R is really important. Whichever field you work in, it doesn’t matter if you are a neuroscientist or a cancer biologist. There are a lot of resources to learn R, Coursera courses, workshops, and all the universities now have an R class. I would really recommend to everyone to learn R.
When do you think is the best time to post a preprint?
We normally do it when the paper is ready for submission to a journal or to Review Commons. We do it on the same day, preprint and submission. Because at that point the paper is ready to see the world. Some people I know wait for reviewer comments to come back and then if they are addressable, they put the paper out. But I think it’s not worth it. Even for grant applications now preprints are highly regarded. Having a preprint out is only going to help you. It shows productivity.
Having a preprint out is only going to help you. It shows productivity.Marco Trizzino
Do you normally get feedback when you post a preprint?

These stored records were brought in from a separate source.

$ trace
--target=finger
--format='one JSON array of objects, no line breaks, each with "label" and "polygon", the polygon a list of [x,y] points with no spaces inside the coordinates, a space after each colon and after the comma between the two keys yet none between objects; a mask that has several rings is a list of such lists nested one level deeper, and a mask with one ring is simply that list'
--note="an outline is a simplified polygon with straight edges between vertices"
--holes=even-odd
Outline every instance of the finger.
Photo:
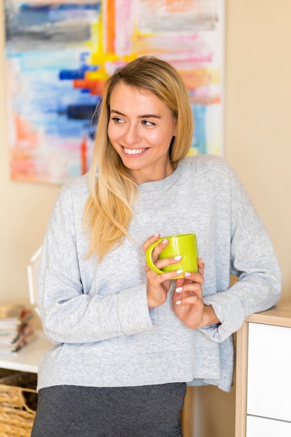
[{"label": "finger", "polygon": [[200,272],[198,272],[198,273],[195,273],[194,272],[185,272],[184,278],[185,279],[188,279],[190,281],[197,282],[200,284],[202,284],[204,283],[204,277]]},{"label": "finger", "polygon": [[204,264],[202,258],[198,258],[198,273],[204,276]]},{"label": "finger", "polygon": [[197,295],[188,295],[185,297],[181,296],[177,300],[174,301],[176,305],[197,305],[203,304],[203,302],[200,296]]},{"label": "finger", "polygon": [[160,238],[161,234],[155,234],[154,235],[151,235],[149,238],[148,238],[144,243],[142,244],[142,249],[144,249],[144,253],[149,246],[151,244],[151,243],[154,243]]}]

Not on the bioRxiv platform, much more on Twitter. If I tweet my preprint, there is a lot of feedback, but if I just leave it on bioRxiv, I’ve never had a comment.
You’ve used preprints both as a postdoc and as a PI. During your postdoc, was it hard to convince your mentor to preprint?
In my first postdoc, Christopher Brown was a big fan of preprints. He’s the one who introduced me to preprints. In my second postdoc, we never preprinted because my PI was afraid of scooping. Now he’s preprinting, he’s now also a fan. But in the first few years, he was afraid that if we put a preprint out we’d get scooped, which in my opinion is exactly the opposite. If you put a preprint out it shows that you were working on it before. So there I had to push a little bit for it. Now in my lab, it’s basically a requirement that every paper is supposed to go as a preprint.
And your PhD students and postdocs are all okay with this?
Yeah, they’re okay with it. No one has ever complained.
So preprints are the new normal?
I think it’s the new normal, absolutely. It has to be.